Upcoming events: This month, the Fortune CFO community will meet in person in Chicago and Dallas for two in-depth dinner conversations to delve into the new leadership strategies CFOs must embrace. CFOs, click here to apply to join us in Chicago at Sepia on September 22 or click here to apply to join us on September 29 at The Mansion Turtle Creek in Dallas. Please note that attendance is complimentary and subject to approval. See you there!

Big deal

"Cyber Risk and CFOs: Over-Confidence is Costly," is a new report based on a survey conducted by risk consulting firm Kroll and studioID of Industry Dive. More than 80% of CFOs said they’re confident in their companies’ abilities to prevent cyber security incidents. However, in the past 18 months, 61% endured at least three significant cyber incidents, and 71% have suffered more than $5 million in financial losses due to the incidents. Phishing emails were the most common cyber incident (65%), followed by supply chain attacks that arose from a vendor (62%).
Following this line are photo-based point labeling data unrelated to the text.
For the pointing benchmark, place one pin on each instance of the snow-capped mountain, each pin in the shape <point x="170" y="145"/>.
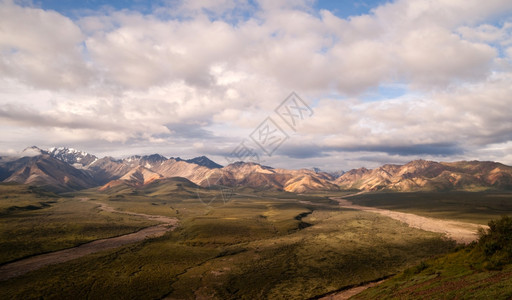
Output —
<point x="76" y="158"/>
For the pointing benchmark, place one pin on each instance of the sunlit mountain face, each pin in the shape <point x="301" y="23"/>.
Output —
<point x="336" y="85"/>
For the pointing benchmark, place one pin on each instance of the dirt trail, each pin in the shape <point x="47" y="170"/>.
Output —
<point x="461" y="232"/>
<point x="346" y="294"/>
<point x="23" y="266"/>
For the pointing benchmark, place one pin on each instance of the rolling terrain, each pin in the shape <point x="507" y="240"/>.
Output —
<point x="64" y="169"/>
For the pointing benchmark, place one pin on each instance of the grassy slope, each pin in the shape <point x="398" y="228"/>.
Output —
<point x="33" y="221"/>
<point x="250" y="248"/>
<point x="479" y="271"/>
<point x="461" y="206"/>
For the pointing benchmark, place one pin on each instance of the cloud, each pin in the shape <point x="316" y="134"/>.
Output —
<point x="41" y="48"/>
<point x="191" y="71"/>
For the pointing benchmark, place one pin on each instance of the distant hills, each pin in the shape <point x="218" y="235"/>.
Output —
<point x="67" y="169"/>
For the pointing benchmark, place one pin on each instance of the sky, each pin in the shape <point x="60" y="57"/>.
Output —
<point x="300" y="84"/>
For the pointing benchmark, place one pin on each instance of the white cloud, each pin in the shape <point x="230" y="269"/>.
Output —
<point x="124" y="77"/>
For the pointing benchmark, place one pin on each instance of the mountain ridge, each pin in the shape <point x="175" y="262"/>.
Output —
<point x="64" y="169"/>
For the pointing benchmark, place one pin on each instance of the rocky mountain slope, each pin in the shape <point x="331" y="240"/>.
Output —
<point x="68" y="169"/>
<point x="421" y="175"/>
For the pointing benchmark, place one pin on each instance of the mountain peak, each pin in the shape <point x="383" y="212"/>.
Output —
<point x="74" y="157"/>
<point x="33" y="151"/>
<point x="204" y="161"/>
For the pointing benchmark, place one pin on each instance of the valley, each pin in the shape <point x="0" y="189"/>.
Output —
<point x="151" y="227"/>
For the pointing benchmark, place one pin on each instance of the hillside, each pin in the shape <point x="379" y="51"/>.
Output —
<point x="70" y="169"/>
<point x="421" y="175"/>
<point x="479" y="271"/>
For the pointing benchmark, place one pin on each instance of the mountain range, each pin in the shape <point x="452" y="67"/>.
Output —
<point x="66" y="169"/>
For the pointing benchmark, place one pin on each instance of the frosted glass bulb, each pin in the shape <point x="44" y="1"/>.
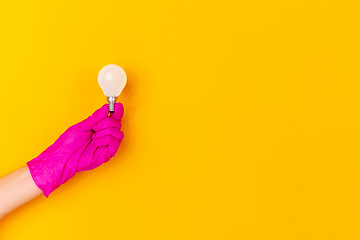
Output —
<point x="112" y="80"/>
The findings are based on a survey of 180 finance leaders across industries. 

Going deeper

"How tech and telecom can stop wasting revenue," a new report by Grant Thornton, explores ways telecom and technology companies can track down the places where they are missing revenue and ways to capture it. “Historically, in the telecom industry, the repetitive billing processes were not able to keep up with the various marketing and sales initiatives that companies were offering,” Grant Thornton Finance Transformation Managing Director Ronald Gothelf stated in the report.“What we saw historically in telecom, we’re now seeing more on the technology side. It’s affecting technology because of the pace of change for those companies and because more products are being offered as a service."
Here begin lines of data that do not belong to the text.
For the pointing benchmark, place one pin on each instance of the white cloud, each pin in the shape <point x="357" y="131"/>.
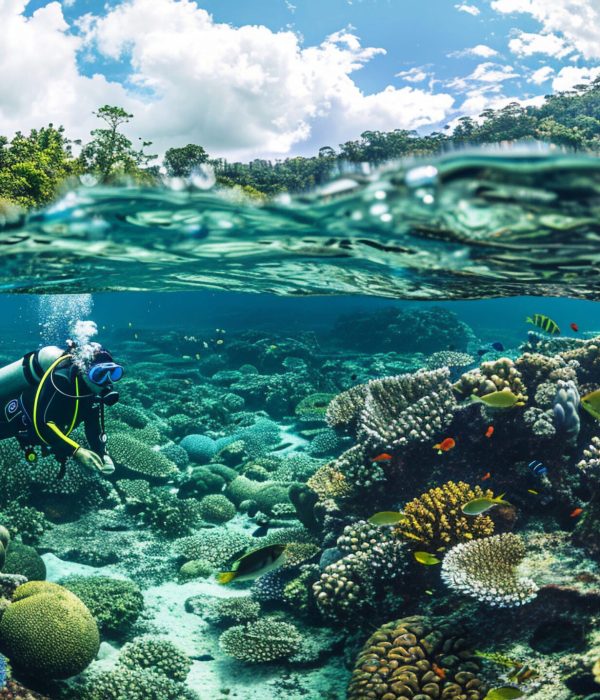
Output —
<point x="413" y="75"/>
<point x="238" y="91"/>
<point x="480" y="51"/>
<point x="541" y="75"/>
<point x="469" y="9"/>
<point x="569" y="76"/>
<point x="577" y="21"/>
<point x="527" y="44"/>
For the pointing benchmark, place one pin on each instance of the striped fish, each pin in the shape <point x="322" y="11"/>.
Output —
<point x="545" y="323"/>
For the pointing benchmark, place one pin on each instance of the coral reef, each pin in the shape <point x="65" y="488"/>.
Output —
<point x="486" y="570"/>
<point x="413" y="658"/>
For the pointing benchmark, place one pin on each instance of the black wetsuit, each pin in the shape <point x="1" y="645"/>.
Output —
<point x="46" y="416"/>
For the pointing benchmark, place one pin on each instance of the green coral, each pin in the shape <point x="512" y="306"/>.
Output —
<point x="158" y="655"/>
<point x="124" y="683"/>
<point x="24" y="560"/>
<point x="115" y="603"/>
<point x="265" y="640"/>
<point x="48" y="631"/>
<point x="216" y="508"/>
<point x="138" y="457"/>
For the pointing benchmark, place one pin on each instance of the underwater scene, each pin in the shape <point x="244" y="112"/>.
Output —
<point x="341" y="445"/>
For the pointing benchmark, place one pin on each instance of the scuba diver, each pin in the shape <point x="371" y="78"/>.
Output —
<point x="46" y="394"/>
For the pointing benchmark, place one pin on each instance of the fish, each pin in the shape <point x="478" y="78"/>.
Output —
<point x="254" y="563"/>
<point x="500" y="399"/>
<point x="506" y="692"/>
<point x="387" y="517"/>
<point x="481" y="505"/>
<point x="538" y="468"/>
<point x="383" y="457"/>
<point x="426" y="558"/>
<point x="439" y="672"/>
<point x="591" y="403"/>
<point x="545" y="323"/>
<point x="445" y="445"/>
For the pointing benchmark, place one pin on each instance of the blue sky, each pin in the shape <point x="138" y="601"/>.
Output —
<point x="268" y="78"/>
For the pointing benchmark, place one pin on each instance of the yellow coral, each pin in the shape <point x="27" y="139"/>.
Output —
<point x="435" y="518"/>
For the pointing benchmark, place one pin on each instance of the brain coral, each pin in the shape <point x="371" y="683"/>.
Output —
<point x="486" y="570"/>
<point x="115" y="603"/>
<point x="48" y="631"/>
<point x="137" y="457"/>
<point x="435" y="518"/>
<point x="399" y="662"/>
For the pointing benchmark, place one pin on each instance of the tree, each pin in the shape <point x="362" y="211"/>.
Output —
<point x="34" y="167"/>
<point x="111" y="154"/>
<point x="181" y="162"/>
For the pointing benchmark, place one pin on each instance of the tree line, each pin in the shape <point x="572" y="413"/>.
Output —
<point x="34" y="167"/>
Blake Jorgensen, EVP and CFO of PayPal Holdings, Inc. (Nasdaq: PYPL), is taking a leave of absence for health reasons, according to the company. Gabrielle Rabinovitch will serve as acting CFO and perform PayPal's principal financial officer's duties, effective immediately. In addition to serving as acting CFO, Rabinovitch will continue her role as SVP of Capital Markets, Investor Relations and Treasurer. Rabinovitch served as PayPal’s interim CFO before Jorgensen joined the company on August 3. He previously served as CFO at Electronic Arts Inc., Levi Strauss & Co., and Yahoo! Inc. PayPal President and CEO Dan Schulman said in a note to employees that Jorgensen has "a treatable medical condition," he has been "fully immersed in serving the company during his first months as CFO," and "we are looking forward to Blake returning to his role following his recovery."

Julie Whalen was named EVP and CFO at Expedia Group, Inc. (Nasdaq: EXPE), effective Sept. 26. Whalen succeeds Eric Hart, who will remain with the company through Oct. 1. Whalen comes to Expedia Group with more than 20 years of finance experience. Most recently, she served as EVP and CFO of Williams-Sonoma, Inc. having progressed through positions of increasing responsibility in Williams-Sonoma’s finance organization since joining in 2001, including 10 years as CFO. Whalen has served as a member of the company’s board of directors since June 2019 and will continue following her appointment.


“It’s been a half-century since we began our experiment in responsible business. If we have any hope of a thriving planet 50 years from now, it demands all of us doing all we can with the resources we have. As the business leader I never wanted to be, I am doing my part. Instead of extracting value from nature and transforming it into wealth, we are using the wealth Patagonia creates to protect the source. We’re making Earth our only shareholder. I am dead serious about saving this planet.”

—Yvon Chouinard, 83, founder of Patagonia, an outdoor clothing and gear designer, announced on Wednesday that he is giving away his company. Patagonia will now be owned through a trust and a nonprofit organization. Future profits will be donated to combat climate change.